A significant distinction with PINgrid as opposed to many other OATH solutions is that if a One Time Code is somehow captured it cannot be reverse engineered to separate the “something you know” and “something you have” which as a result keeps both factors safe.
Truly Secure Solutions
While moving to a multi-factor authentication solution is better than doing nothing, it’s important to understand what is secure and what security risks are associated with an SMS based solution. Two-factor authentication implies higher levels of security but with one-time codes sent via SMS as the second factor, when viewed in line with SMS Swapping/Porting, it becomes an insecure solution.
Organisations seeking true security for themselves and their customers need to, at a minimum, adopt solutions that don’t rely on just a phone number and then work toward the goal of eliminating PIN and password steps altogether. Additionally, businesses can now find many services that enforce application security to their products and users, such as Castle’s customer identity and access management system. This clever service analyses and recognizes good behavior from customers, and also recognizes bad behavior from ‘the bad guys’. Subsequently, it protects your users by preventing account takeovers and automates recovery processes with zero stress about angry and frustrated complaints. With systems like this available, it is worth wondering why businesses are still allowing a lazy and insecure two-factor authentication to plague their website.

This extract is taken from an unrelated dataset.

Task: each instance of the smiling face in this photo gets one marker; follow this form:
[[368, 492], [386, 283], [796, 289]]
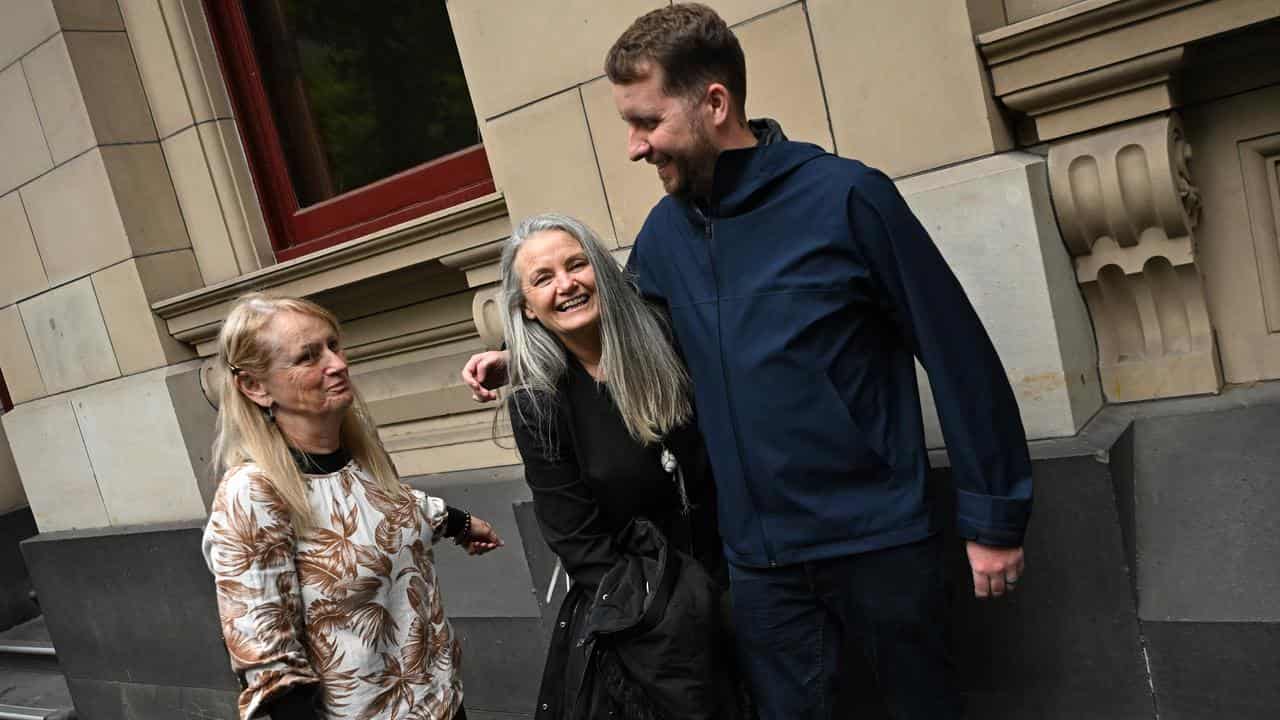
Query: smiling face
[[558, 285], [667, 132], [307, 382]]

SMS Two-factor authentication – where to find out more
**Update: 11th October 2019**
Since we published this blog, the BBC series, Rip off Britain has run a story about SIM Porting/Swapping and how SMS authentication can be hacked. The story featured Mike Duckett, a business show presenter on Marlow FM Local radio, who discovered problems with his mobile phone account and after investigation discovered that his SIM had been swapped to a hacker. Once the hacker had control of his SIM and therefore his phone, they could use the accepted route to authenticating a user by receiving an SMS code to Mike’s phone. The hackers could then access and take control of Mike’s accounts, gain additional account and personal profile information and gradually access all his online accounts and resources, his history and his detailed personal information.
Featured on Rip off Britain, Series 11, Episode 20, 11th October 2019.
This is happening now and it’s happening everywhere, not just with high profile celebrities.